Andrzej Piotrowski reflects on Fr Konstantin Budkiewicz, 100 years after his murder.
With his balding pate, pince-nez spectacles and boy-like face, Konstantin Budkiewicz may not look much like a hero, and even less a martyr who shed his blood for Christ. And yet 100 years ago this month he met his terrible fate at the hands of the Soviet authorities as part of their violent persecution of the Catholic Church in Russia. But such was the fortitude of his witness that his cause for canonisation was opened in 2003, in the closing years of the pontificate of his fellow Pole Pope John Paul II.
Ordained in 1893, after further studies Budkiewicz became an assistant priest and then parish priest of St Catherine’s parish on Nevsky Prospect in St Petersburg – the city’s main street. There he served the enormous Polish community that had settled there, and after the Bolsheviks seized power and eliminated Tsar Nicholas II and his immediate family, he worked to protect his parish children from the anti-Polish and anti-Catholic propaganda that they encountered in the new public school system.
Budkiewicz was a thorn in the side of the Communists, with their new Godless doctrine of the State, which he rejected. As one of his parishioners later recalled, he continued to preach that “God is love, and it is given to us to be his true children”. In all this he worked closely with Archbishop Jan Cieplak. After Lenin began to suffer a series of strokes (which would end with his death in 1924) the local Bolshevik leader, Grigory Zinoviev, determined to rid St Petersburg – Petrograd – of Catholics once and for all.

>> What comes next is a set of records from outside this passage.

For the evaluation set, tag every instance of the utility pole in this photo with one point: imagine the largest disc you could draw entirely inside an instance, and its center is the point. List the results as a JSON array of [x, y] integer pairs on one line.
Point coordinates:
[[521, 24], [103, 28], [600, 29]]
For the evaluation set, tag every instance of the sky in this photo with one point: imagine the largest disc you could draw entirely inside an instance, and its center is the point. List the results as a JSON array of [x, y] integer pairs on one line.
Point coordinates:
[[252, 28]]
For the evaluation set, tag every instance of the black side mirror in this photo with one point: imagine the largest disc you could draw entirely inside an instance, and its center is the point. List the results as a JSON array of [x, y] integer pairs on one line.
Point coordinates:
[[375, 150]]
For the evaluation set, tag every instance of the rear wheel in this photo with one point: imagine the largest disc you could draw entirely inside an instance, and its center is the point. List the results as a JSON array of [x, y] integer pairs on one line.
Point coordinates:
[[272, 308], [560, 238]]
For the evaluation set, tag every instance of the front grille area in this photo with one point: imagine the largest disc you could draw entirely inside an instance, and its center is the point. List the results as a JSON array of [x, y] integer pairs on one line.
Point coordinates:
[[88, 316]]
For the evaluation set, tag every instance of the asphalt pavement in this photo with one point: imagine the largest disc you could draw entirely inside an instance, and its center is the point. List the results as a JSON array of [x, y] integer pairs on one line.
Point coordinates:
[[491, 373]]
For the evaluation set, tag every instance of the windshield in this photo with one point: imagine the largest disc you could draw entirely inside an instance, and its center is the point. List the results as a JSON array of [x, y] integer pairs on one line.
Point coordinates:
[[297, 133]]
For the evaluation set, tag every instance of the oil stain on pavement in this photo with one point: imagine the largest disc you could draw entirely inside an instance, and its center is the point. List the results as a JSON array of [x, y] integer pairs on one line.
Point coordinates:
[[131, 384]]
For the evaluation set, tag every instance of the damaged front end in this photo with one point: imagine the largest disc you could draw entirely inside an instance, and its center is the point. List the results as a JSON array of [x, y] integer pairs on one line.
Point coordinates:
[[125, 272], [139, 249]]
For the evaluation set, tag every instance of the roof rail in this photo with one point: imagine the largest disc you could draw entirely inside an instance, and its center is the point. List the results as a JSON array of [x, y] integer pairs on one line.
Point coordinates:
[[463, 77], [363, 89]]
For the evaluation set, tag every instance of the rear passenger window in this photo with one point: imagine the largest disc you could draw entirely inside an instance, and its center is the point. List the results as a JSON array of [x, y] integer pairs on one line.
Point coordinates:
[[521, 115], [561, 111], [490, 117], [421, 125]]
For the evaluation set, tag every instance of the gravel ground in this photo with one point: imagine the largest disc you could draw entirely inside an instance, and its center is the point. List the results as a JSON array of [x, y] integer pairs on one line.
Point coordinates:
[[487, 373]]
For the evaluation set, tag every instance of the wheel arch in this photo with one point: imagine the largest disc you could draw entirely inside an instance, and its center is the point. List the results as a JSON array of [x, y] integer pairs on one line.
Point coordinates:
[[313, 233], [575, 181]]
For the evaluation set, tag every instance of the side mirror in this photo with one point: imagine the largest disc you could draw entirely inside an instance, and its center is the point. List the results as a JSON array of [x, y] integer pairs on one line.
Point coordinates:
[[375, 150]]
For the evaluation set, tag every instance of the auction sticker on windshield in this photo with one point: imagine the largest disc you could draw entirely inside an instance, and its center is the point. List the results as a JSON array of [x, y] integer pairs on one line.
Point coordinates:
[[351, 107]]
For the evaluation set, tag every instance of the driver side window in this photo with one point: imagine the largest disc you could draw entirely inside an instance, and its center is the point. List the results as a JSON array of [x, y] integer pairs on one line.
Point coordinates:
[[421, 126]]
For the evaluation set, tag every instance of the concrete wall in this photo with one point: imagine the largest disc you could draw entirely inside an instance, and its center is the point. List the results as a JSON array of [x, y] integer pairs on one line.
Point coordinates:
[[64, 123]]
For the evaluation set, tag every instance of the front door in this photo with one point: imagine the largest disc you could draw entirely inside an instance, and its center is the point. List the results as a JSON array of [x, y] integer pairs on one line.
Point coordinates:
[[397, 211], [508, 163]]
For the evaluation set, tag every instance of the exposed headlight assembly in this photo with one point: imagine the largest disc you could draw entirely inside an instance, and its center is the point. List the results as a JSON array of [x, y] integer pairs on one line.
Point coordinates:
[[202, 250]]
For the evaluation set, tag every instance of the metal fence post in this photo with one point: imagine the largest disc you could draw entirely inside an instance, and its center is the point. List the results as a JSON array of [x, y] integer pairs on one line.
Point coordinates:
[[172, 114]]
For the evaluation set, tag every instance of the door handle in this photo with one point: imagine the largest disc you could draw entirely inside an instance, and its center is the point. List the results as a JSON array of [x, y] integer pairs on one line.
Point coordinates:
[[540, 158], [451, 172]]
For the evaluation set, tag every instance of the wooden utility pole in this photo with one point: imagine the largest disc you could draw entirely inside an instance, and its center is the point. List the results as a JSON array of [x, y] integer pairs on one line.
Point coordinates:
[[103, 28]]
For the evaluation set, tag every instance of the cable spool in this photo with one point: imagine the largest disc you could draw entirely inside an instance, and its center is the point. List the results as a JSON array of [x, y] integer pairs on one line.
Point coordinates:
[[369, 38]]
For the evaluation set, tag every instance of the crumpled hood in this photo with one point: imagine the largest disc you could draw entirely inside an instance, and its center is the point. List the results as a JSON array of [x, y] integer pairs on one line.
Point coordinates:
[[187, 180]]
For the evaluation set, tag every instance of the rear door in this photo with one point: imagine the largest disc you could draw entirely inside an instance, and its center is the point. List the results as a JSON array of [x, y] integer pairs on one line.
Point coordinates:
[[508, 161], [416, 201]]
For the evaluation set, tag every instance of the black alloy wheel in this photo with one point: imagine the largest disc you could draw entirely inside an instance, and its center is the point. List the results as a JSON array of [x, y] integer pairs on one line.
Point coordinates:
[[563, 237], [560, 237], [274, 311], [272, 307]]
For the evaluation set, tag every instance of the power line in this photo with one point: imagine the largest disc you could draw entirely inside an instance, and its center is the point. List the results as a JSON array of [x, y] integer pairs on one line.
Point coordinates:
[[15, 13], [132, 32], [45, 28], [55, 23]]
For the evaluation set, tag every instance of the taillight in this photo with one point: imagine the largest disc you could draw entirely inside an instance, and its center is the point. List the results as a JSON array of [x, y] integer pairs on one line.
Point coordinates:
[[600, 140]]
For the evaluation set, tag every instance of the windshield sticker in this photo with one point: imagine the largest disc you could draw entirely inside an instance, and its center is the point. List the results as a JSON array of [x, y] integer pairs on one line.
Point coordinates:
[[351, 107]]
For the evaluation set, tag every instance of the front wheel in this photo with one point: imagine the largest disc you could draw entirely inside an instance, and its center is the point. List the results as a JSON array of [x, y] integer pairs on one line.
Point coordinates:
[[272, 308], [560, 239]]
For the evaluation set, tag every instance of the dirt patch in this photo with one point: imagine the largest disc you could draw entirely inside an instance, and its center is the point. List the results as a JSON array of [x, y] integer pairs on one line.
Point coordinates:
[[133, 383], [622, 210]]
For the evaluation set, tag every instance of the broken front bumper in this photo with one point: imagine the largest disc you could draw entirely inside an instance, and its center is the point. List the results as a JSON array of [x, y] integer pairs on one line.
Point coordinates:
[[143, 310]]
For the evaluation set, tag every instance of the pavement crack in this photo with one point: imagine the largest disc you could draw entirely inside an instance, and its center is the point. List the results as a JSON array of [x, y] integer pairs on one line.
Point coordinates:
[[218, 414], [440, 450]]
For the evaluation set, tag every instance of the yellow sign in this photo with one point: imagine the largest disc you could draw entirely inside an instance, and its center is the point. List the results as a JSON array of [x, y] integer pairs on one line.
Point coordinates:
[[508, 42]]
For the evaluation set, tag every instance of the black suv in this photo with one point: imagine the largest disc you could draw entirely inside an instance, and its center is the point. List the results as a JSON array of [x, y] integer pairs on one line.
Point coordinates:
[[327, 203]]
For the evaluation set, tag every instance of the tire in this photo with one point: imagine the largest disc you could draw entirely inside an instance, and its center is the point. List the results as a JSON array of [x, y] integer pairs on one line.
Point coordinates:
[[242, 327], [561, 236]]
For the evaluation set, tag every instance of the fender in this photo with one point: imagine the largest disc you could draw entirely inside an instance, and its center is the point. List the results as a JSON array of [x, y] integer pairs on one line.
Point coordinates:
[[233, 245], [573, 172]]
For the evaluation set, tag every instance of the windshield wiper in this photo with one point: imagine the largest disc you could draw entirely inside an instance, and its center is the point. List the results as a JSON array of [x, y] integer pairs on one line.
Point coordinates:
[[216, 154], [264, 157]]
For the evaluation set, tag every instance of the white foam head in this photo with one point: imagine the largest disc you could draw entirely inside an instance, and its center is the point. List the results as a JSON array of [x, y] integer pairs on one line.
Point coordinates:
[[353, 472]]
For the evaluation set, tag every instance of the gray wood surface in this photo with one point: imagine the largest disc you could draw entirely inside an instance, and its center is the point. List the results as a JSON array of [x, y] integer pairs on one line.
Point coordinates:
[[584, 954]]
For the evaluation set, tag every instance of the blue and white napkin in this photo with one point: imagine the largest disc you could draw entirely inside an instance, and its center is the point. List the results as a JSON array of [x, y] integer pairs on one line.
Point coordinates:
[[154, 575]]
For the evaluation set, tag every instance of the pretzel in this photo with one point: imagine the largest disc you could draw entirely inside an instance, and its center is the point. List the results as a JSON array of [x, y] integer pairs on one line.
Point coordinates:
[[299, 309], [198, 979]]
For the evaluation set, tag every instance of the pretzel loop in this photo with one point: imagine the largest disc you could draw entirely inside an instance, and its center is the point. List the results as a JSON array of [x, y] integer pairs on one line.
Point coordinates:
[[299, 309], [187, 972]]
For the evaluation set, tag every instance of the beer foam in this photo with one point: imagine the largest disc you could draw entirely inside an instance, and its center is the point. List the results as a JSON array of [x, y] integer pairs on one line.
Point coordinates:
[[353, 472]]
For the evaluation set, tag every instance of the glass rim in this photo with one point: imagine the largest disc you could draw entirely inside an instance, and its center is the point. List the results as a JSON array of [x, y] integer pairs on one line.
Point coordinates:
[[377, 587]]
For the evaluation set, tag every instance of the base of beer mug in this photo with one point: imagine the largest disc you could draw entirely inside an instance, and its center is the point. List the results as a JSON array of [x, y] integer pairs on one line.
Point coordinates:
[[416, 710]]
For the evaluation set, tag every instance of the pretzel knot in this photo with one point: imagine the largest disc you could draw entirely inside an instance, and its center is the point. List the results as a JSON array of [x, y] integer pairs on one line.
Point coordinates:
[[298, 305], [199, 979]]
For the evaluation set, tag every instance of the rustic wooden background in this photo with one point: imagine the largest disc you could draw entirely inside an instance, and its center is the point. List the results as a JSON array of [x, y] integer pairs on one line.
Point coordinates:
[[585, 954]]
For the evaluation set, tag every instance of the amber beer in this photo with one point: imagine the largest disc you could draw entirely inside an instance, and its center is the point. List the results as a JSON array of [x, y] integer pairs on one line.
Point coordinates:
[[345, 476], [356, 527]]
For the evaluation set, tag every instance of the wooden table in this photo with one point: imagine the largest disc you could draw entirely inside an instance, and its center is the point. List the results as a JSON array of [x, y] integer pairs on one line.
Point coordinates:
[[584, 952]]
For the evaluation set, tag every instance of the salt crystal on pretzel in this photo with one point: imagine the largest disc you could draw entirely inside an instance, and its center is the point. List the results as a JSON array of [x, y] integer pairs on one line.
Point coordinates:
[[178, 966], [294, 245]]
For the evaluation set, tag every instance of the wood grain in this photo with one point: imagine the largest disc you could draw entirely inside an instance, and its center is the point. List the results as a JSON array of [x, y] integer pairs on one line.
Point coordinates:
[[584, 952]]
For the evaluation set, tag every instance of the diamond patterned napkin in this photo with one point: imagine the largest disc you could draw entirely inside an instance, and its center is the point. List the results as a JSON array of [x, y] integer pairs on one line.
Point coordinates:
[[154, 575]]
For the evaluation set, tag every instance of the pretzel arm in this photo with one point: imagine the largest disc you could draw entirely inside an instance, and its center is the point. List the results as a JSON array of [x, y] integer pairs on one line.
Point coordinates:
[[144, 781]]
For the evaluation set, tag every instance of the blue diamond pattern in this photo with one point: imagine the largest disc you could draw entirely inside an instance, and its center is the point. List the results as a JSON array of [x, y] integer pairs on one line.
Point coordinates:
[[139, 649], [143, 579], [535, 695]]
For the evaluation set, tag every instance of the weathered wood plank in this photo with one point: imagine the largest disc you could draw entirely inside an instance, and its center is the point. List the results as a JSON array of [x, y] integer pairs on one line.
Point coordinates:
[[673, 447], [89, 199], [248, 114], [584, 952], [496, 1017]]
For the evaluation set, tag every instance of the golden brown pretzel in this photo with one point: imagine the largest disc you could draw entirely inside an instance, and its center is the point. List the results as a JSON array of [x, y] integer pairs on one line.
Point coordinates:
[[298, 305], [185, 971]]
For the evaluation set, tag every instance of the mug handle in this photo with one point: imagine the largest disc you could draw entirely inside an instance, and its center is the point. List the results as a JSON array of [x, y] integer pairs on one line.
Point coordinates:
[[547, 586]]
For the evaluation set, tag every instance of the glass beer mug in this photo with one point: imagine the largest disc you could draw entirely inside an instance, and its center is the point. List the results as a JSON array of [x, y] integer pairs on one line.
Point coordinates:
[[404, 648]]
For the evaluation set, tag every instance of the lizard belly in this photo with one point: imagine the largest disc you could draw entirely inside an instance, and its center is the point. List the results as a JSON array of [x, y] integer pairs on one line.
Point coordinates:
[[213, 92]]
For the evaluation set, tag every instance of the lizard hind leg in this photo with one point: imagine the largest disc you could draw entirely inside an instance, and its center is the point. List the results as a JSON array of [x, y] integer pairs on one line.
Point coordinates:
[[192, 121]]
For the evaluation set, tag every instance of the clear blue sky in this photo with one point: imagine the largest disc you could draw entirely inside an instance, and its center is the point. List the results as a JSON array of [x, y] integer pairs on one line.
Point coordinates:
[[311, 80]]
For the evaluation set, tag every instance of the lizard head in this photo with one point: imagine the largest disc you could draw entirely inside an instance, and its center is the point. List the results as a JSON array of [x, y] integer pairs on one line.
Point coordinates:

Along with the Byzantine exarch Leonid Feodorov, 14 priests and one layman, Cieplak and Budkiewicz were arrested and sent to Moscow. The show-trial that followed ran along the usual lines: the “judges” were not required to have any legal experience, but needed only revolutionary credentials. “The Catholic Church has always exploited the working classes,” cried the prosecutor. “All the Jesuitical duplicity with which you have defended yourself will not save you … No Pope in the Vatican can save you now!” Cieplak and Budkiewicz were both sentenced to death, while Feodorov and the others were sent to the gulag. The news caused consternation across Europe and in the United States: international representations were made to try to save the two men, not least by Pope Pius XI himself.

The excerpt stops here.